Trubshaw Cross

An interesting new article from historian Fred Hughes, on Trubshaw Cross, between Dalehall and Longport [Longbridge] in Stoke-on-Trent…

“Trubshaw Cross is one of Stoke on Trent’s major gateways. It’s where Percy Adams gave us a glimpse of an ancient world where the packhorse was once king of the road.”

Now the area’s modern bits are mostly demolished. In 1624 the Cross was described as the terminus of the Moorlands and Peak packhorse routes headed across the Fowlea for the London Road…

“a great passage out of the north parts unto diverse market towns”.

Trubshaw Cross is a place which is featured in the first chapter of my novel The Spyders of Burslem. Fred interestingly notes an antiquarian dating of the cross base…
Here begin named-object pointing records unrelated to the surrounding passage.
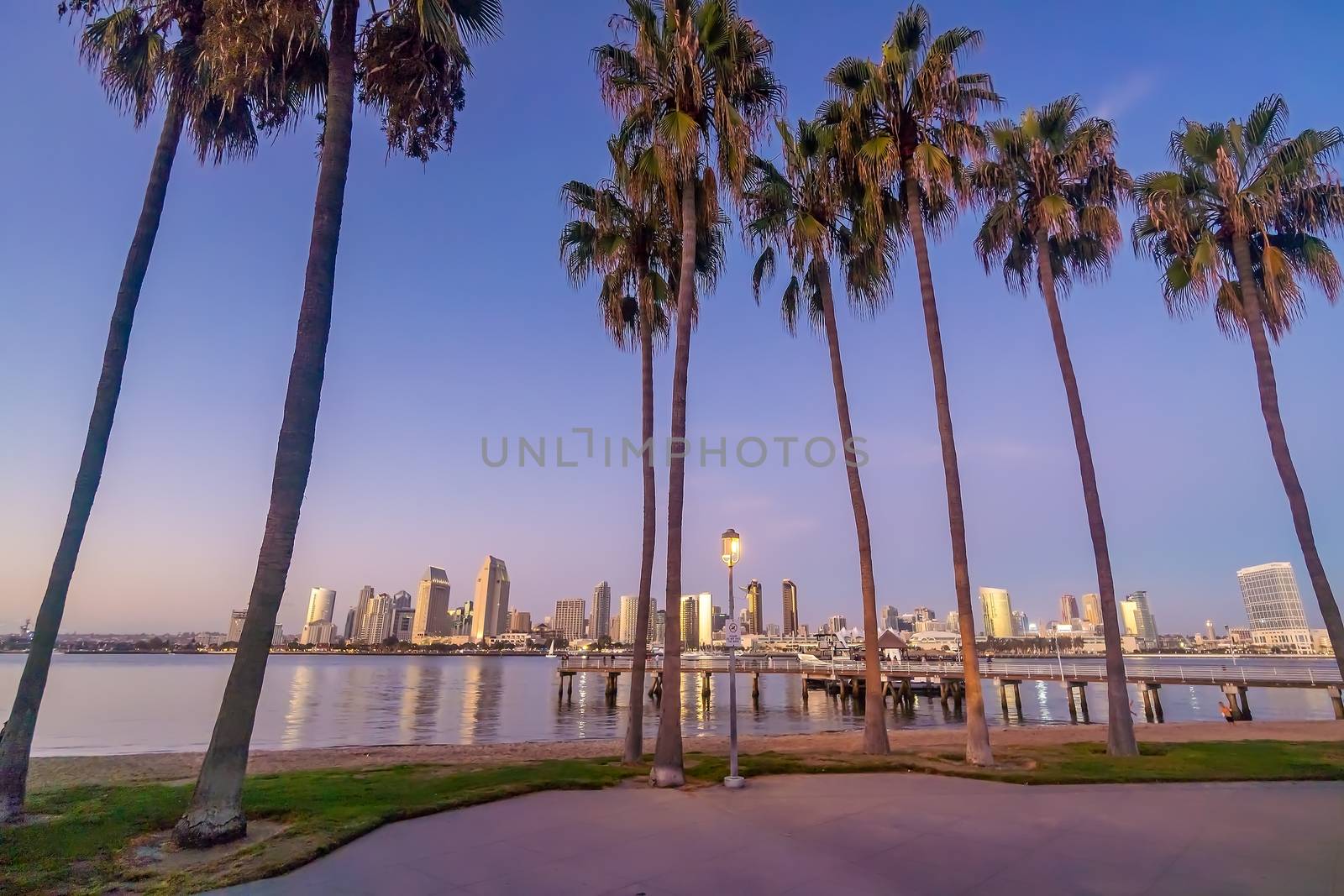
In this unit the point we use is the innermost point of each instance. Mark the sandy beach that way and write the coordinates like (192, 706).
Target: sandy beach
(66, 772)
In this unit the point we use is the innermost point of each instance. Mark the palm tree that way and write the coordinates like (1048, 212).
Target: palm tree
(801, 212)
(622, 233)
(1053, 186)
(904, 121)
(694, 83)
(145, 51)
(410, 60)
(1241, 222)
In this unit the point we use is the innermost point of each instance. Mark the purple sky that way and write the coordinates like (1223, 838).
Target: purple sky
(454, 322)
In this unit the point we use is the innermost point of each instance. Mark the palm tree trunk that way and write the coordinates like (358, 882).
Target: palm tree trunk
(669, 770)
(17, 736)
(1278, 448)
(215, 813)
(1120, 725)
(978, 730)
(874, 723)
(635, 728)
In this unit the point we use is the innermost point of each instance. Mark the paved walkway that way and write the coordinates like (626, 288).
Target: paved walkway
(886, 835)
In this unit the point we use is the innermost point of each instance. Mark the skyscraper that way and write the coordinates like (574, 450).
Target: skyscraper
(570, 616)
(1139, 620)
(996, 610)
(1274, 606)
(432, 620)
(790, 607)
(690, 625)
(490, 609)
(601, 610)
(889, 618)
(756, 620)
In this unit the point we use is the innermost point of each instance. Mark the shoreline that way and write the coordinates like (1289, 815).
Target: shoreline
(49, 773)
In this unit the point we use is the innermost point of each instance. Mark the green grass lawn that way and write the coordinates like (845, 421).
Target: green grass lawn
(84, 839)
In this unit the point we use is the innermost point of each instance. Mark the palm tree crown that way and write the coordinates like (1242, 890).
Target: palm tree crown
(1243, 177)
(1052, 170)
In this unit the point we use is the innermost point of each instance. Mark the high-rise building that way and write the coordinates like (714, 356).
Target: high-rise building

“[Percy] Adams identified the stone base as being of Saxon origin” […] “the historian John Ward Ward notes in 1843 that only the stone base remained”.

Fred seems to imply there’s a threat that the cross’s traffic island might be removed. In which case, if it is Anglo-Saxon (as seems likely from the ancient age of the site and the old documentation), then it might be interesting to first do a proper deep archaeological dig on the site of the whole island. Perhaps nearby Steelite might sponsor that?